Picture quality is surprisingly admirable, with accurate colour reproduction and good rendition of details. Unfortunately, you can only achieve this result with good lighting and at ISO 100. In poorer lighting, you can see the shortcomings of packing a miniscule lens and a tiny image sensor like sardines. Colour noise artifacts begin to appear in the shadow areas in ISO 100. At ISO 400, it is a virtual chromatic noise exhibition.
Each shot has a 2-second shutter lag, exacerbated by the slow auto-focus. It can take up to four seconds to grab a shot. And you have to tap a button to take another shot.
The phone can also shoot VGA clips of up to 720x480 at 30 frames per second, and even record videos in slow or fast motion. However, you cannot zoom during video capture and the focusing is rather slow. Captured videos lack sharpness and contrast.
The sharp 3-inch LCD screen uses multi-touch input and accelerometer support via LG's S-Class user interface, but it is laggy.
Note that the phone does not have a standard earphone jack. So, you have to make do with the bundled headset that uses the mini-USB port. Be careful, as the mini-USB port's filmsy cover might break. Only 1.5GB of memory resides within the phone but it can be expanded up to 32GB via a microSD slot.

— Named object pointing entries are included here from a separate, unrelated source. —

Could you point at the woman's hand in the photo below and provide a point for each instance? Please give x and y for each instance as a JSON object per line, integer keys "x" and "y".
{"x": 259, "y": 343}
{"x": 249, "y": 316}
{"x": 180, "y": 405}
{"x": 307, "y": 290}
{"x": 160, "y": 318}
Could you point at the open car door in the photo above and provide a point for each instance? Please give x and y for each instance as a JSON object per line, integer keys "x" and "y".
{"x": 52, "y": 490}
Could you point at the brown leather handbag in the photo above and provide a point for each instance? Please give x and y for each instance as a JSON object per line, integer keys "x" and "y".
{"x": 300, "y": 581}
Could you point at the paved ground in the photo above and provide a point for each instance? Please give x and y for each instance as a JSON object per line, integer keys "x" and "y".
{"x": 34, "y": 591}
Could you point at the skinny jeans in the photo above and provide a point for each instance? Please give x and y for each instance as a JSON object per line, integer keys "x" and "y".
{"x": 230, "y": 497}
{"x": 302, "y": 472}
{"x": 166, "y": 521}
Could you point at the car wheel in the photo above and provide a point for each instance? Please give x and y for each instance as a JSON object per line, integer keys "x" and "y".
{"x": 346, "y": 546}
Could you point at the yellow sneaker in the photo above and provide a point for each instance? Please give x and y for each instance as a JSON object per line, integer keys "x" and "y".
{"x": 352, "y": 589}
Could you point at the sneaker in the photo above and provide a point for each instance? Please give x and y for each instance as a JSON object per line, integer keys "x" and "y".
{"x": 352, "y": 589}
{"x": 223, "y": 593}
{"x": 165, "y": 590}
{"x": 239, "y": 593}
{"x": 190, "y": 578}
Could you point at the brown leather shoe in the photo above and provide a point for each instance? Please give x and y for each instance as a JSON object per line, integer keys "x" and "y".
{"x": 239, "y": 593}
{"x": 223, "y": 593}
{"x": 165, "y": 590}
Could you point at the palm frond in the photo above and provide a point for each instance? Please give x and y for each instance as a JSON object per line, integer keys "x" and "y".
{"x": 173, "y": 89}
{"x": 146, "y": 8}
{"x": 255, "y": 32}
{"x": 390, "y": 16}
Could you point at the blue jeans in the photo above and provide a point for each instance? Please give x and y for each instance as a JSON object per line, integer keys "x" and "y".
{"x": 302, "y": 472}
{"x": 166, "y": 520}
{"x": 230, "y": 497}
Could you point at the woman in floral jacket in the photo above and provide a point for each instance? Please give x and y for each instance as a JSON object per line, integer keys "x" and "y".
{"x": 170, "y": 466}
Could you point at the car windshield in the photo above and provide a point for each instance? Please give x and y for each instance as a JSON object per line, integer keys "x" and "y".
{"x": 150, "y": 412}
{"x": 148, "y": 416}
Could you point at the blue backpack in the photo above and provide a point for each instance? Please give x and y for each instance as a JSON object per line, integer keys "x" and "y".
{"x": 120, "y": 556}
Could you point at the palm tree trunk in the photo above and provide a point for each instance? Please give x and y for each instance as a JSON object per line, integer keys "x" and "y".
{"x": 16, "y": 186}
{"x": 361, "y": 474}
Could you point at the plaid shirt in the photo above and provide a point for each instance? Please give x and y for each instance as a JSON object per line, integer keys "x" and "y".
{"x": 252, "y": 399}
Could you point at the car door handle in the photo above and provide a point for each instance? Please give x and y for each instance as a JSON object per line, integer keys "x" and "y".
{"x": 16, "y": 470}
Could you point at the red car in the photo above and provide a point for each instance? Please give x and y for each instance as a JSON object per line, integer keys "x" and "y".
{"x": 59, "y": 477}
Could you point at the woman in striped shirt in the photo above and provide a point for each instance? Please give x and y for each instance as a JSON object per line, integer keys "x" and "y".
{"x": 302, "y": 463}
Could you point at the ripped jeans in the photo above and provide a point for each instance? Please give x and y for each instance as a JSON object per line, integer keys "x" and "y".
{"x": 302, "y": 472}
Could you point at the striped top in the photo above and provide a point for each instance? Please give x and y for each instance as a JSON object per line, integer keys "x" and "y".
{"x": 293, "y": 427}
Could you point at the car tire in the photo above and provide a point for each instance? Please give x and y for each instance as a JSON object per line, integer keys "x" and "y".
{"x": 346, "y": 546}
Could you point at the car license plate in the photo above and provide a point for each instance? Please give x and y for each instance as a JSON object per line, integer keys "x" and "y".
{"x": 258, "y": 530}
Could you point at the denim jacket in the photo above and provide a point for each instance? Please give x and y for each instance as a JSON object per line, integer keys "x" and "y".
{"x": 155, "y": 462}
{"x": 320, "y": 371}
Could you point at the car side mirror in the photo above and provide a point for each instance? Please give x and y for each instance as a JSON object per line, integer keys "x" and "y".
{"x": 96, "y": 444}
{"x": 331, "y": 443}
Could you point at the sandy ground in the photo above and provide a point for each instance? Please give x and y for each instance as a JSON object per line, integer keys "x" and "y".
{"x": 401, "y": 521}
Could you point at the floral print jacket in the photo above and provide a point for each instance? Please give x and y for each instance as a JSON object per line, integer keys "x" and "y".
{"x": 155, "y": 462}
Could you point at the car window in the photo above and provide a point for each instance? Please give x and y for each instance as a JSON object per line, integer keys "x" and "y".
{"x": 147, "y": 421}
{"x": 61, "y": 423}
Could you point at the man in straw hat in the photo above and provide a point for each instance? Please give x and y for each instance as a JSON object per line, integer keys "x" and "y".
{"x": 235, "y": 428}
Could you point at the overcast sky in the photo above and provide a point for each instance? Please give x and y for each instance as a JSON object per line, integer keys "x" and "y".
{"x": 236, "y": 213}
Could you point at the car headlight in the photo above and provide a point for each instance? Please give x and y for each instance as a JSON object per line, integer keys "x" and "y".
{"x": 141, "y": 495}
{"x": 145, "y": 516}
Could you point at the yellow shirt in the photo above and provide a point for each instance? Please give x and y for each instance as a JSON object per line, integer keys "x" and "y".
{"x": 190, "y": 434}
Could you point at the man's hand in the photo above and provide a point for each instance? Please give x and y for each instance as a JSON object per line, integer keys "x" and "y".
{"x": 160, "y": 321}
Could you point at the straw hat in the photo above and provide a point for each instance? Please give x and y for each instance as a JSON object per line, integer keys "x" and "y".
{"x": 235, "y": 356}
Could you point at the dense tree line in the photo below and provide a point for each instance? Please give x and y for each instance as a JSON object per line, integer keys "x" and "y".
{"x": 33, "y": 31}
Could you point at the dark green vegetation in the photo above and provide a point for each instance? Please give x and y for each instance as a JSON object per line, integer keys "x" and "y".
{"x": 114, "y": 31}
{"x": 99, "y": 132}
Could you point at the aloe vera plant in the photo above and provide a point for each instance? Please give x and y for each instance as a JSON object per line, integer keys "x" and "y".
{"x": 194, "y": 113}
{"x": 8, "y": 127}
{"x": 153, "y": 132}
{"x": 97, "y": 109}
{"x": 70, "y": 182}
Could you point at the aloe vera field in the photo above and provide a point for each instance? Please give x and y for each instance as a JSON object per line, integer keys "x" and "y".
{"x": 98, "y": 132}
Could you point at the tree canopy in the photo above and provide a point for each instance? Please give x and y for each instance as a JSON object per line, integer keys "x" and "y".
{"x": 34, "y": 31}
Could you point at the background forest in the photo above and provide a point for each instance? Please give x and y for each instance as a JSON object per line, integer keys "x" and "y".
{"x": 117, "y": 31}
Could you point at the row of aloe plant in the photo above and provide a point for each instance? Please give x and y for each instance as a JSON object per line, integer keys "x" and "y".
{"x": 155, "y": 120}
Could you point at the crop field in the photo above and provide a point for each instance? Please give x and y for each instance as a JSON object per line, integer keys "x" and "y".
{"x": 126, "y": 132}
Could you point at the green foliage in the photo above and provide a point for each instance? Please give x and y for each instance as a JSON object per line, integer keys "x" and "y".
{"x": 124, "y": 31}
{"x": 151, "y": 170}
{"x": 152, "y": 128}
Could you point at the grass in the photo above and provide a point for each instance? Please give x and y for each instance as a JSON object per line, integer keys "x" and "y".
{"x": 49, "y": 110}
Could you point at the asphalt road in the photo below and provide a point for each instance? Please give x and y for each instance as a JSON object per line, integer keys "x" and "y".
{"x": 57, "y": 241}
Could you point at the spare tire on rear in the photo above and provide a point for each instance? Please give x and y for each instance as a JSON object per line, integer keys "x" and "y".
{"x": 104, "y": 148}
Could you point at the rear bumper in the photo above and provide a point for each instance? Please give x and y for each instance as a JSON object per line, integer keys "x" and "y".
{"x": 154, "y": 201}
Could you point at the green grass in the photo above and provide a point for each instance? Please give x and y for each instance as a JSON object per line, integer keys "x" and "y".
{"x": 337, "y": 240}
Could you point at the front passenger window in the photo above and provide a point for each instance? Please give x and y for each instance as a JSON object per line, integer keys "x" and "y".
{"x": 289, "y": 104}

Other features of the Viewty Smart include a voice recorder, an FM radio and assisted-GPS with Google Maps. Setting up an email account is easy - I managed to send and receive emails in under three minutes.
Another feature or quirk, depending on how you look at it, is the option of using a T9 keypad or a Qwerty keyboard. Turn to portrait to use the T9 keypad, or rotate to landscape to use the Qwerty keyboard.
Nokia N86 8MP
To quench the ever-growing thirst for pixels, Nokia has equipped its latest N series handset with an 8-megapixel auto-focus camera and named it "N86 8MP" (S$808, without contract) to drive home the point.
Available in black or white, the 3.5G slider sports a 2.6-inch Amoled screen and a 28mm wide-angle lens with variable aperture, mechanical shutter and dual LED flash. It supports geo-tagging of captured photos with A-GPS as well.
Running Symbian OS 9.3, the N86 touts 8GB built-in memory, which is expandable to 16GB via a micro SD card. But you have to remove the rear cover to slot in the card.
Slide up the phone and you'll see a cramped number pad, which makes for a trying time when it comes to SMSing. Almost all the label-less buttons on its face are small. Even the directional button is iffy and prone to error presses.
The phone's menu interface is intuitive ... except in camera mode. With the problematic directional button, you tend to click on the wrong options or switch to zooming unintentionally. What's worse, the settings reset each time you exit camera mode.
You can do a half-press on the camera button to focus and a full press to take a picture. But there is no optical zoom. While you can change settings like white balance, colour tone and sharpness, the camera works fine in auto mode. For example, in panoramic mode, you just need to take the first picture, pan and the phone will pick up the next few pictures, shoot them and stitch them up. The resulting picture is surprisingly accurate if you pan slowly.
Unfortunately, pixel rendition is patchy and you can see the noise grains upon close examination. In poor lighting conditions, the picture tends to become "water-colourish".
In addition, the flash does not provide adequate illumination.
It's the same story for the 640x480 (30 frames per second) video-capture function. Although you can zoom in and out during video recording, it suffers the same quality loss and picks up quite a bit of ambient audio.